Greg KH greg at kroah.com
Wed Aug 3 13:39:09 UTC 2016


On Wed, Aug 03, 2016 at 03:20:44PM +0200, Rafael J. Wysocki wrote:
> On Wednesday, August 03, 2016 01:09:35 PM Greg KH wrote:
> > On Wed, Aug 03, 2016 at 12:36:29PM +0300, Jani Nikula wrote:
> > > On Wed, 03 Aug 2016, "Rafael J. Wysocki" <rjw at rjwysocki.net> wrote:
> > > > On Tuesday, August 02, 2016 04:34:00 PM Mark Brown wrote:
> > > >> On Tue, Aug 02, 2016 at 05:12:47PM +0300, Jani Nikula wrote:
> > > >> 
> > > >> > Generally adding cc: stable is like, this is clearly a fix to a bug that
> > > >> > is present in stable kernels, and the bug should be fixed, but I have no
> > > >> > idea nor resources to review or test if this is the right fix across all
> > > >> > stable kernels. You end up relying on your gut feeling too much to be
> > > >> > comfortable. You have to make the call too early in the process.
> > > >> 
> > > >> I think the problems here are more in the process of how things go from
> > > >> being tagged stable to appearing in a stable release - the QA or lack
> > > >> thereof and so on.  While I do share some of your misgivings here I do
> > > >> also really like the fact that it's really easy for people to push
> > > >> things out for the attention of those working on backports.  It's
> > > >> essentially the same as the question I often find myself asking people
> > > >> who don't upstream - "why would this fix not benefit other users?".
> > > >
> > > > Agreed, and I think that's exactly where the expectations don't match what's
> > > > delivered in the long-term-stable trees.
> > > >
> > > > It should be made clear that "stable" doesn't mean "no regressions".  What
> > > > it reall means is "hey, if you care about backports, this is the stuff to take
> > > > into consideration in the first place".
> > > 
> > > I think this interpretation matches reality better than what
> > > Documentation/stable_kernel_rules.txt leads you to believe about adding
> > > cc: stable tag.
> > 
> > really?
> 
> Honestly, I think so.
> 
> > Yes, we have regressions at times in stable kernels, but
> > really, our % is _very_ low.  Probably less than "normal" releases, but
> > that's just a random guess, it would be good for someone to try to do
> > research on this before guessing...
> 
> Jon did some of that at LWN (http://lwn.net/Articles/692866/) and he got
> regression rate estimates for various -stable lines in the range between
> 0.6-1.4% (4.6) and 2.2-9.6% (3.14).
> 
> Of course, whether or not these numbers are significant is a matter of
> discussion, but they are clearly nonzero.

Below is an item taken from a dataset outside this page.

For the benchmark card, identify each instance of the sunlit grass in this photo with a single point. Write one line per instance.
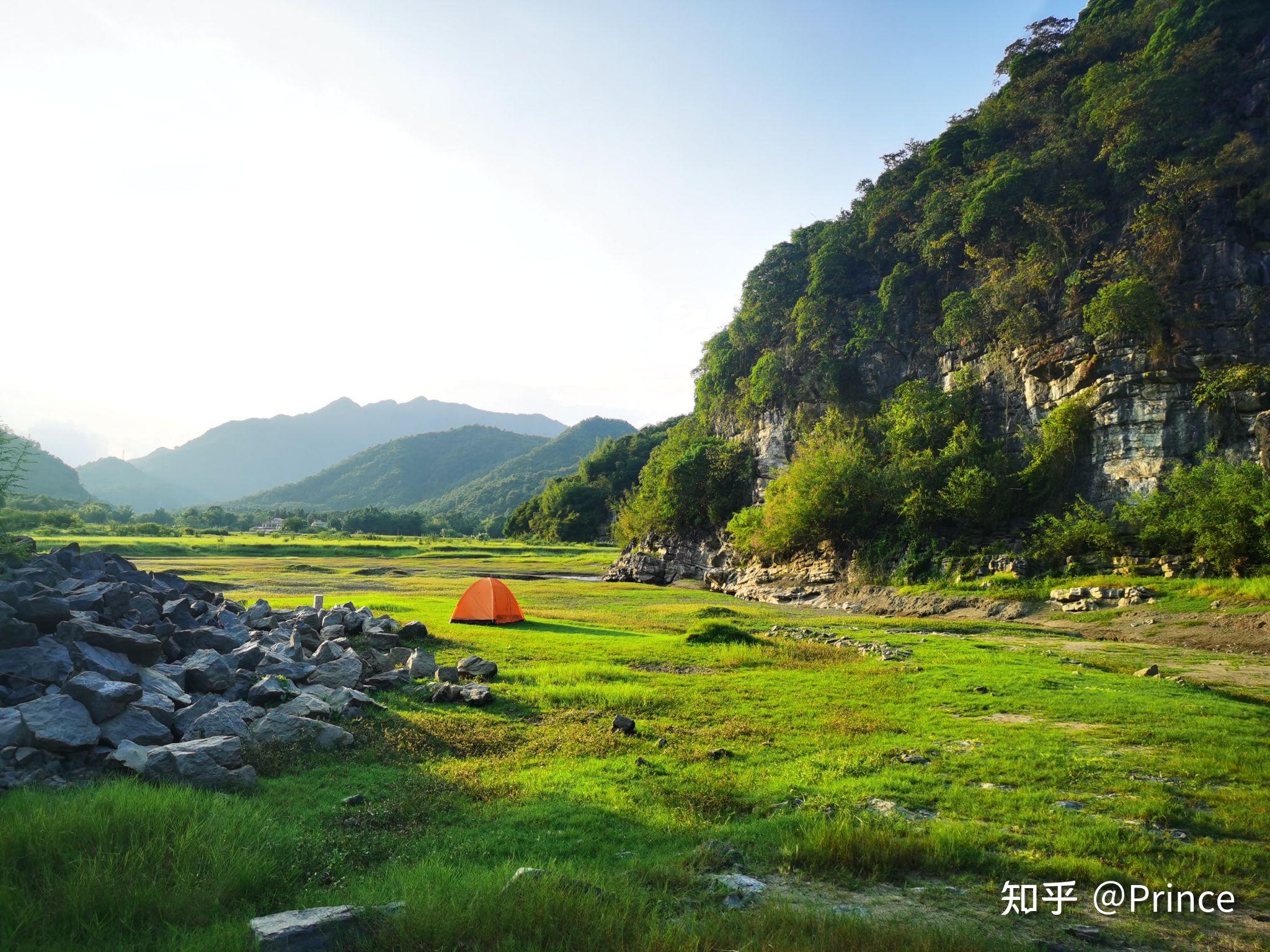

I agree, they will always be nonzero, but what is the acceptable number?  :)

> Now, I understand why there are regressions in -stable and to me it would
> be just fine to say that they will be there occasionally, so as to prevent
> supporting the "no regressions in -stable at all" expectation that (a) is
> unrealistic today and (b) seems to be quite widespread.

The way Jon's numbers were made was by just looking at the patches and
seeing if they said they fixed a patch that happened to be in a previous
stable kernel.  Sometimes a "fix" isn't something that people notice as
it didn't really fix the problem.  So that's not a regression that
anyone would notice as the issue is just still there.  Teasing that out
from the patches we have will be a difficult thing to do, as I don't
think it can be automated.

But it might make for a good research paper, and someone could probably
get a master's thesis out of it, so I might propose it to a few
Universities that I am in communication with :)

We do have users that have real numbers saying "We tested every single
3.10-stable kernel on our infrastructure and nothing ever broke".  We
also have a huge body of past kernel releases that people can run
themselves to see how well we are doing on real systems and workloads.

I also know some users that have real problems with stable kernels for
very specific hardware reasons (i.e. some graphics chips), due to large
numbers of backports they are forced to keep on top of their kernel
tree.  That's a different issue, and one that the stable workflow is not
set up to address, as that would be impossible.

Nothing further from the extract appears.